Nanomedicine is the use of nanotechnology in medicine. Nanomedicine encompasses everything from medicinal nanomaterials and biological devices to nanoelectronic biosensors and potentially future molecular nanotechnology applications such as biological machines. Nanomedicine's current challenges include determining the toxicity and environmental impact of nanoscale compounds (materials whose structure is on the scale of nanometers, i.e. billionths of a meter). Interfacing nanomaterials with biological molecules or structures can provide functionality to them. Because nanomaterials are close in size to most biological molecules and structures, they can be used for biomedical research and applications both in vivo and in vitro.
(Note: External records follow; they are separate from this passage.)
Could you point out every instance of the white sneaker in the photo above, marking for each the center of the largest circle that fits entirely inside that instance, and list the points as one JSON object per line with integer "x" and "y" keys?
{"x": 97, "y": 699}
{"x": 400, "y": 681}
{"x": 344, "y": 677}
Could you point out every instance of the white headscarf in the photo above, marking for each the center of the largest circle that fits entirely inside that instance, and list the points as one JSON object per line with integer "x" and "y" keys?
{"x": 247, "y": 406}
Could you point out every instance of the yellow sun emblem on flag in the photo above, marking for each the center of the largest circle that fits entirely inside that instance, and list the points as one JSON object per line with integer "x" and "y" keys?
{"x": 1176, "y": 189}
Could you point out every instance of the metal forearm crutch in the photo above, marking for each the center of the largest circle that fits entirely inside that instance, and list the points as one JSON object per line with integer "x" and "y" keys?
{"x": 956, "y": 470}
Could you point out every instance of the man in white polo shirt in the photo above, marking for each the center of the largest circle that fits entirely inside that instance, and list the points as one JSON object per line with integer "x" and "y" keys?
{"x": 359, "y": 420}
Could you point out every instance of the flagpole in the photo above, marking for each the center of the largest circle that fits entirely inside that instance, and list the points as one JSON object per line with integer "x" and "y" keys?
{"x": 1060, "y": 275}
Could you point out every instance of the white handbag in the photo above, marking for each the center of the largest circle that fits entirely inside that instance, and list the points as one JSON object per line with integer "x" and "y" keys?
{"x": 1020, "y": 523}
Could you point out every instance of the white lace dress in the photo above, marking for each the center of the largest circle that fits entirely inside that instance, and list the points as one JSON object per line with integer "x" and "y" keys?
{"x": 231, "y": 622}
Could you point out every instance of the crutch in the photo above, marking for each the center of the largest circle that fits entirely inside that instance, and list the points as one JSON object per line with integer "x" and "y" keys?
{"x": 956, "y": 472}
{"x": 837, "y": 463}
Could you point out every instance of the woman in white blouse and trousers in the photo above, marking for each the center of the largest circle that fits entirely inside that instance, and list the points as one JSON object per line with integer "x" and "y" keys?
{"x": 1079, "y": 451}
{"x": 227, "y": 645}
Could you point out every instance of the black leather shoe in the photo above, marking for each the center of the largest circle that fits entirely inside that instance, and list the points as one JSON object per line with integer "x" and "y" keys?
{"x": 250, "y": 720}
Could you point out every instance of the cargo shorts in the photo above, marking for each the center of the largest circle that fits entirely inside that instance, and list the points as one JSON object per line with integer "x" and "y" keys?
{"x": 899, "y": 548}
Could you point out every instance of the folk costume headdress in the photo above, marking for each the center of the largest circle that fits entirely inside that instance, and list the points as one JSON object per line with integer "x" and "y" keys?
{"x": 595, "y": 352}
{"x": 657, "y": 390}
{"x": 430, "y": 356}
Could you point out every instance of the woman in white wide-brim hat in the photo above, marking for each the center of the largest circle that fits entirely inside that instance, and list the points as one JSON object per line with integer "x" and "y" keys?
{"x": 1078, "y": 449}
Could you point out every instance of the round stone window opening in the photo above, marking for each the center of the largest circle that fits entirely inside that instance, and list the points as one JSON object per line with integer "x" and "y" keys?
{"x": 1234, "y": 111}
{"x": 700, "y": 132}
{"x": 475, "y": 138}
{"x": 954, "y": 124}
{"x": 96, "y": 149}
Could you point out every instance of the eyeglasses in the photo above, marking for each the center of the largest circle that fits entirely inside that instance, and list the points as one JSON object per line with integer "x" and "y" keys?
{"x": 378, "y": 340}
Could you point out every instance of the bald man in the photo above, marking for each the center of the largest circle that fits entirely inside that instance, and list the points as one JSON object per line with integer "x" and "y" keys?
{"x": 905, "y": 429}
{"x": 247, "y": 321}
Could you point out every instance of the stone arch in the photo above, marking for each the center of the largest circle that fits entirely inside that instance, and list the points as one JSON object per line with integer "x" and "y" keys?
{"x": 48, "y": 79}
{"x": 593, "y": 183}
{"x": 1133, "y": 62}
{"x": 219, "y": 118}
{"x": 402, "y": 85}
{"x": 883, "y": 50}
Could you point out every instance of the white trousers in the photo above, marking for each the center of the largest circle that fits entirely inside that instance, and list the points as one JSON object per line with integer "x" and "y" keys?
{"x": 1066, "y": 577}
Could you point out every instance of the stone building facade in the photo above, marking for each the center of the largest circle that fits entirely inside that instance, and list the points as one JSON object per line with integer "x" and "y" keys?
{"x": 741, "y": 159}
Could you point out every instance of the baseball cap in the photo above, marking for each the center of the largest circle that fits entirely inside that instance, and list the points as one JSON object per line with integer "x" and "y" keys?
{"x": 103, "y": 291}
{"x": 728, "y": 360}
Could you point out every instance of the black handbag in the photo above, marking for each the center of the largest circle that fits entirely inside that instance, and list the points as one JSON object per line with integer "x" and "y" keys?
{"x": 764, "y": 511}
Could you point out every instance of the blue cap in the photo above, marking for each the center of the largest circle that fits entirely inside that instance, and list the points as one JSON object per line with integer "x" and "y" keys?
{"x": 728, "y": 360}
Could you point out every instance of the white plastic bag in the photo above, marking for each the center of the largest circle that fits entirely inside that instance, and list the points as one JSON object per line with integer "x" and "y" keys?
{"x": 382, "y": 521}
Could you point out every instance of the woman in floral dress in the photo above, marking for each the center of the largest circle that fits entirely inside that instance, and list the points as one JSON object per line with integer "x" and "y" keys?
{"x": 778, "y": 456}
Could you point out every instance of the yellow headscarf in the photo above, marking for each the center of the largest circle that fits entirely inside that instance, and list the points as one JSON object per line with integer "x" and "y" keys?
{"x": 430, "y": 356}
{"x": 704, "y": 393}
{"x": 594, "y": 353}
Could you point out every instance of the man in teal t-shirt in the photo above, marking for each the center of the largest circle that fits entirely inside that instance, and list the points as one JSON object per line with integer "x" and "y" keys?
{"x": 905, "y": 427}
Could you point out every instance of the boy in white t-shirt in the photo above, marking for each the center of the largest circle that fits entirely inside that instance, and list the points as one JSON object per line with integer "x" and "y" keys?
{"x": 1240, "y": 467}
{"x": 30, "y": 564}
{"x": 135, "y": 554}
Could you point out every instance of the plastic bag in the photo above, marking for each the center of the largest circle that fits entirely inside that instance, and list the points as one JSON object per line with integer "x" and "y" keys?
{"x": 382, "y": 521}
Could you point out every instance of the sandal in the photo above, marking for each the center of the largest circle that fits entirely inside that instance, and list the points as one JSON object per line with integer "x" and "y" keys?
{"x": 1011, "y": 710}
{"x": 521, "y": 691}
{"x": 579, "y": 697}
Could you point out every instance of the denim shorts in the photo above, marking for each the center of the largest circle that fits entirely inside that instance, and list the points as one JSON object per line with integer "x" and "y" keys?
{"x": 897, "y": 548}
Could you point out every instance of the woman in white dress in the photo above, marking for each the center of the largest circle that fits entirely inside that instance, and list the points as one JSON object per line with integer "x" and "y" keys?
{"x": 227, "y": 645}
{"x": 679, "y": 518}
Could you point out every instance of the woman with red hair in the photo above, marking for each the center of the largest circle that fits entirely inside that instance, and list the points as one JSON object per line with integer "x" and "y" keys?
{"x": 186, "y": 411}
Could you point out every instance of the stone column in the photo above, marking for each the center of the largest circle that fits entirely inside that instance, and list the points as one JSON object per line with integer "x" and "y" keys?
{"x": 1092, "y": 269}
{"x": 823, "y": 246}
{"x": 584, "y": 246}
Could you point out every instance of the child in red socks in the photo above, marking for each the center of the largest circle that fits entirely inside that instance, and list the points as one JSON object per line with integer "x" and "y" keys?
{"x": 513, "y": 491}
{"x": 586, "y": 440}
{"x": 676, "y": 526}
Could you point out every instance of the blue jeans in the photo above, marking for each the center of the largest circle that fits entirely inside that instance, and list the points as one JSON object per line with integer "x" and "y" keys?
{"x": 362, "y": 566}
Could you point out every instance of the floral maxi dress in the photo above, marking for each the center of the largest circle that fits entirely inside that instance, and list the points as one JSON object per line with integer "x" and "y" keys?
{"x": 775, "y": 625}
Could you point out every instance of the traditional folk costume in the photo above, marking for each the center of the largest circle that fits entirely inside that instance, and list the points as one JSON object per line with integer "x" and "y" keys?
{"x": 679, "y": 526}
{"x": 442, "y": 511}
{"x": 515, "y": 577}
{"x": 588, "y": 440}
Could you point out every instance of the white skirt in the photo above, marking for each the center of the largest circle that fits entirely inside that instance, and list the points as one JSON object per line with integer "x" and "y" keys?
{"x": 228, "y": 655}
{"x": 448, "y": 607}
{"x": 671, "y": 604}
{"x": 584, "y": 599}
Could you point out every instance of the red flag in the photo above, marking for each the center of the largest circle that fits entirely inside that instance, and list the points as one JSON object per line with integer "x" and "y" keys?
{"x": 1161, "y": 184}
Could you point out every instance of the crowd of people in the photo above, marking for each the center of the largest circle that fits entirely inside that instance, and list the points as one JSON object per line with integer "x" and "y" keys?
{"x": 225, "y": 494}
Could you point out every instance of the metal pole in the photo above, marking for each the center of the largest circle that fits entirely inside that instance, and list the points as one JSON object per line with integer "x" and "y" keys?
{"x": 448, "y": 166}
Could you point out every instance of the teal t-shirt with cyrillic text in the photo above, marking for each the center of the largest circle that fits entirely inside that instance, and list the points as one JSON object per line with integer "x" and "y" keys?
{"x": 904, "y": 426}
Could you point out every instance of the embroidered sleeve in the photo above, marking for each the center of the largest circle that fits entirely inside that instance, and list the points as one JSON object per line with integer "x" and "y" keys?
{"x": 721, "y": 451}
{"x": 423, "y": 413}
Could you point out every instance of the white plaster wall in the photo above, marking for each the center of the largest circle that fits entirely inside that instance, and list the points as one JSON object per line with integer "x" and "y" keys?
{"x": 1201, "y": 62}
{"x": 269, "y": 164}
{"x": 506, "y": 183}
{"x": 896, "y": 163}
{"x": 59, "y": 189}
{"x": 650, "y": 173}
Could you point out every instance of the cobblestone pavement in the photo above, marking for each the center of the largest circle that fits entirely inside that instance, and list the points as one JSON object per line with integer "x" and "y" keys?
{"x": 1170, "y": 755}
Diagnostic gadgets, contrast agents, analytical instruments, physical therapy applications, and drug delivery vehicles have all been developed as a result of the integration of nanomaterials and biology thus far. Nanomedicine aspires to provide a helpful collection of research tools and clinically relevant gadgets in the not-too-distant future. New commercial uses in the pharmaceutical business, according to the National Nanotechnology Initiative, might include enhanced drug delivery systems, new therapeutics, and in vivo imaging. The US National Institutes of Health Common Fund programme is sponsoring nanomedicine research and supporting four nanomedicine development centres. Nanotechnology has made it possible to use nanoparticles to deliver medications to specific cells. By depositing the active medication solely in the morbid region and at no greater dose than required, overall drug consumption and adverse effects can be greatly reduced.
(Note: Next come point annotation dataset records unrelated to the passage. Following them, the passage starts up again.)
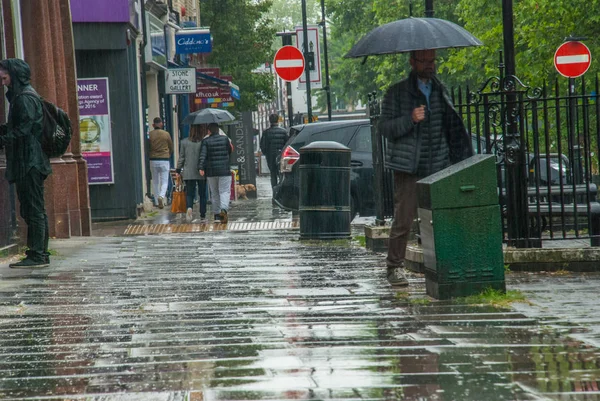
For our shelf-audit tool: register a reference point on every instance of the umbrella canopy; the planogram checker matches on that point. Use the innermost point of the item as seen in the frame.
(207, 116)
(410, 34)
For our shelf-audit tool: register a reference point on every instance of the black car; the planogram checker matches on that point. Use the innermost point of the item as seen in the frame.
(355, 134)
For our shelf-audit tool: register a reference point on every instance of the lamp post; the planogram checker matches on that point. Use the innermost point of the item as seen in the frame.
(516, 178)
(306, 57)
(327, 86)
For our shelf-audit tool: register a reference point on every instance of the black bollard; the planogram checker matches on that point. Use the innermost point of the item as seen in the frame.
(325, 191)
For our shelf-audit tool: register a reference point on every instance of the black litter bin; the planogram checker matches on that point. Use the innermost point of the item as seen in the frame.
(324, 191)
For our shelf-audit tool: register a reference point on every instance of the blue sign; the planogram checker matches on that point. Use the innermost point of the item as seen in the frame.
(193, 41)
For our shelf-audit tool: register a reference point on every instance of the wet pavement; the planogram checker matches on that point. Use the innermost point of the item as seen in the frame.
(255, 315)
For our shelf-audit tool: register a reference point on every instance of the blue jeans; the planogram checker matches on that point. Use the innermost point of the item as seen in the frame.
(220, 192)
(190, 192)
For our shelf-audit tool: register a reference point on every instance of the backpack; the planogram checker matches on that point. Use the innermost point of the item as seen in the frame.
(56, 128)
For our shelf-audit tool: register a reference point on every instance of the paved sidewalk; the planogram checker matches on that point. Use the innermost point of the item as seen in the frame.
(261, 315)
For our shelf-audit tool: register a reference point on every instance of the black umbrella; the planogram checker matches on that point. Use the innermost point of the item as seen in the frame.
(207, 116)
(410, 34)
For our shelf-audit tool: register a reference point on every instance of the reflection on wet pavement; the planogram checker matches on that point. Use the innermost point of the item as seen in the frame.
(261, 315)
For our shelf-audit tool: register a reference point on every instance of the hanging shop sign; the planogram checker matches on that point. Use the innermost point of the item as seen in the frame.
(156, 48)
(180, 81)
(95, 129)
(190, 41)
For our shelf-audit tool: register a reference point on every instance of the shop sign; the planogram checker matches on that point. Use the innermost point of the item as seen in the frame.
(95, 129)
(181, 81)
(193, 41)
(156, 48)
(99, 11)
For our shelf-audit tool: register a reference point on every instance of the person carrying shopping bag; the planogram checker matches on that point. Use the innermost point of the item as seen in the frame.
(187, 166)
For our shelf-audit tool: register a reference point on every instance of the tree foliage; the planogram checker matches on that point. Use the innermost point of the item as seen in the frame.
(242, 36)
(539, 25)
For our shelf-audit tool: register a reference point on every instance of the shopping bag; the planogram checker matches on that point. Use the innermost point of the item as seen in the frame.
(178, 205)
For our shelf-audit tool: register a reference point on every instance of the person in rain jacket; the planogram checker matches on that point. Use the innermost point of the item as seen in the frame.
(271, 144)
(187, 166)
(27, 166)
(214, 164)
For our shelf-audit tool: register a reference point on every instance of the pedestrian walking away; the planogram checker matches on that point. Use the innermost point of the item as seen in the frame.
(161, 149)
(187, 166)
(425, 135)
(214, 165)
(27, 166)
(272, 142)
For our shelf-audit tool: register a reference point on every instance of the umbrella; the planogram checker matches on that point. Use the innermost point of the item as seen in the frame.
(410, 34)
(207, 116)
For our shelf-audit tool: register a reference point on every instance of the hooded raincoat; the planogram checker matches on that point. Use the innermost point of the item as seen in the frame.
(23, 130)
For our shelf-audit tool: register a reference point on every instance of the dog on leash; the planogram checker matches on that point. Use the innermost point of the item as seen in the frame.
(243, 190)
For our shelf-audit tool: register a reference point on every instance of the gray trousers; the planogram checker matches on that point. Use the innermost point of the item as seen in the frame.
(220, 192)
(405, 211)
(30, 190)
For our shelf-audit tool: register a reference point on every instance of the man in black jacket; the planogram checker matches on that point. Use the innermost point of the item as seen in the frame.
(214, 165)
(27, 166)
(425, 135)
(271, 144)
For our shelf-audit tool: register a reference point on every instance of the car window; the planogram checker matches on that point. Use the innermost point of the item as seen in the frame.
(362, 140)
(341, 135)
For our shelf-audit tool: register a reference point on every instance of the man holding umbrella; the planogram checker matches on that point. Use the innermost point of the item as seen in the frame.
(425, 135)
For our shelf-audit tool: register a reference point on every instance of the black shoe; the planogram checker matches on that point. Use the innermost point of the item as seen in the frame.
(396, 277)
(28, 263)
(223, 215)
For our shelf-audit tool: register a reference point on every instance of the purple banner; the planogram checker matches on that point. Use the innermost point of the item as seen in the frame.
(95, 129)
(93, 94)
(100, 11)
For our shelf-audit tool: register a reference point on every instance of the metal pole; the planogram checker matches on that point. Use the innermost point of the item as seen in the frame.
(429, 8)
(286, 40)
(306, 57)
(516, 178)
(327, 87)
(573, 143)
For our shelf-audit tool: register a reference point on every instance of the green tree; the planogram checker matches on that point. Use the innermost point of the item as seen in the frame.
(242, 36)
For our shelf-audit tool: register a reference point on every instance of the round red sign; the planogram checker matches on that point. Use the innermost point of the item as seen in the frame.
(289, 63)
(572, 59)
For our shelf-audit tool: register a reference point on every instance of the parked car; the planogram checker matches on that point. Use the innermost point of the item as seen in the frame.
(559, 169)
(355, 134)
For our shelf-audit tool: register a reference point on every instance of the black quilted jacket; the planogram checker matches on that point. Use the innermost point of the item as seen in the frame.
(425, 148)
(214, 156)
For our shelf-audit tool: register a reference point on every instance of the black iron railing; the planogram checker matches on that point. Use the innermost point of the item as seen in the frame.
(558, 140)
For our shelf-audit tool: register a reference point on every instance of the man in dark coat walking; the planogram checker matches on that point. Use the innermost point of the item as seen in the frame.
(425, 135)
(214, 165)
(271, 144)
(27, 166)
The goal of targeted medication delivery is to eliminate drug adverse effects while also lowering drug intake and treatment costs. The goal of drug delivery is to maximize bioavailability in specific areas of the body and throughout time. This could be accomplished by using nanoengineered devices to target molecules. Smaller gadgets are less intrusive and can potentially be implanted inside the body, and biochemical reaction times are much faster when using nanotechnology for medical technologies.
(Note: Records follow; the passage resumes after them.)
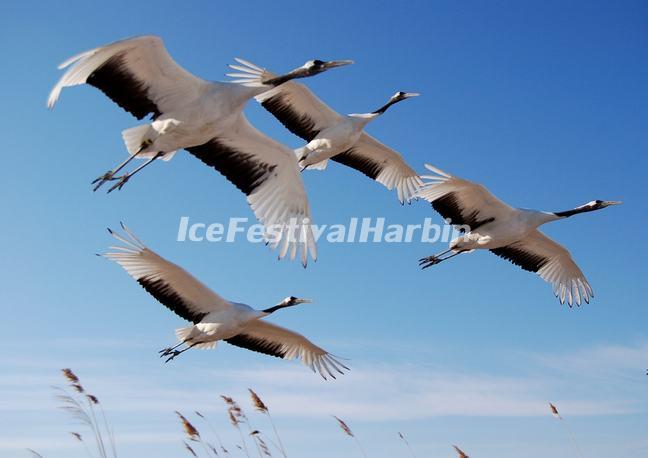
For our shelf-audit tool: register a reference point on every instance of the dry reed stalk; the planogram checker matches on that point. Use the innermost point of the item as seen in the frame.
(235, 414)
(402, 436)
(570, 433)
(213, 430)
(256, 434)
(192, 433)
(83, 409)
(348, 432)
(189, 449)
(260, 406)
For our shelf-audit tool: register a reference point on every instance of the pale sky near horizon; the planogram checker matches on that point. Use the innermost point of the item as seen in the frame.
(545, 103)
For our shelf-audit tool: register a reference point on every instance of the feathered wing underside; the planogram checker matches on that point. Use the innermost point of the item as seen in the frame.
(292, 103)
(273, 340)
(461, 201)
(137, 73)
(170, 284)
(383, 164)
(538, 253)
(268, 174)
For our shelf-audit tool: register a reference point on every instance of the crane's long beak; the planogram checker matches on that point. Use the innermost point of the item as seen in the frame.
(337, 63)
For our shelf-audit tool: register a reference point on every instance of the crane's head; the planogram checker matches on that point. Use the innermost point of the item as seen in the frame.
(313, 67)
(598, 204)
(290, 301)
(398, 97)
(310, 68)
(588, 207)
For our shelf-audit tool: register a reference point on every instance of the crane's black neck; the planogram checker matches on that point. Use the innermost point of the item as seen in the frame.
(277, 80)
(382, 109)
(274, 308)
(582, 209)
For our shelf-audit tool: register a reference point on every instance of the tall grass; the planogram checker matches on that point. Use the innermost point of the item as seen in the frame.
(88, 411)
(345, 428)
(85, 407)
(260, 406)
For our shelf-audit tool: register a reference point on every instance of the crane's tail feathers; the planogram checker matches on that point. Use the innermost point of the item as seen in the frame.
(433, 188)
(250, 75)
(132, 246)
(437, 170)
(406, 186)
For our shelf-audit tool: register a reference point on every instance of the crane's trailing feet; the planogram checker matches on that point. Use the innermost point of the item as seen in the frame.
(429, 261)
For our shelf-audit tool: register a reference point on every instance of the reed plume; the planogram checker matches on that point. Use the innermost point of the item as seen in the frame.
(82, 406)
(344, 427)
(236, 416)
(189, 449)
(460, 452)
(192, 432)
(260, 406)
(213, 430)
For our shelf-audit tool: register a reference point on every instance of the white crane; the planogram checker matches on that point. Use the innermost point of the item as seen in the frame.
(213, 317)
(206, 119)
(334, 136)
(511, 233)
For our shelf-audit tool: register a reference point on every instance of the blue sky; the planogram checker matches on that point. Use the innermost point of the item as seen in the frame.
(544, 102)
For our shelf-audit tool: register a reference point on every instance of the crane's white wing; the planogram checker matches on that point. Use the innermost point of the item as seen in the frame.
(383, 164)
(538, 253)
(268, 174)
(171, 285)
(137, 73)
(293, 104)
(269, 339)
(461, 201)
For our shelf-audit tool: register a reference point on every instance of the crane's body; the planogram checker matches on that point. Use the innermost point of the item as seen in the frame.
(213, 112)
(214, 318)
(330, 135)
(205, 118)
(332, 141)
(488, 223)
(503, 231)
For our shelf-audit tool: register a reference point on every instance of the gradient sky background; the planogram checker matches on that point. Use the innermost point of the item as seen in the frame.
(544, 102)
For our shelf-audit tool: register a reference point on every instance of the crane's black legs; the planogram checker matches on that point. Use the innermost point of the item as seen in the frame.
(167, 351)
(172, 352)
(428, 261)
(175, 353)
(124, 178)
(110, 175)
These devices are more sensitive and faster than traditional medication delivery systems. The efficacy of drug delivery by nanomedicine is largely determined by: a) efficient drug encapsulation, b) successful drug delivery to the targeted region of the body, and c) successful drug release. Drug delivery systems, such as lipid or polymer-based nanoparticles, can be engineered to optimise the drug's pharmacokinetics and biodistribution. The pharmacokinetics and pharmacodynamics of nanomedicine, on the other hand, differ greatly amongst people. Nanoparticles offer favourable qualities that can be employed to increase medicine delivery when engineered to circumvent the body's defence processes. Drug delivery systems that can get medications through cell membranes and into the cytoplasm are currently being developed. One technique for medicinal compounds to be used more efficiently is through riggered response. Drugs are implanted in the body and only activate when they come into contact with a specific signal. A medication with low solubility, for example, will be replaced with a drug delivery system that includes both hydrophilic and hydrophobic environments, enhancing solubility.
Citation: Pradhan S (2021) Nanomedicine: An Overview. J Biomed Eng & Med Dev. 6:170.
Received: 10-Jun-2021 Accepted: 17-Jun-2021 Published: 24-Jun-2021 , DOI: 10.35248/2475-75184.108.40.206
Copyright: © 2021 Pradhan S. This is an open-access article distributed under the terms of the Creative Commons Attribution License, which permits unrestricted use, distribution, and reproduction in any medium, provided the original author and source are credited.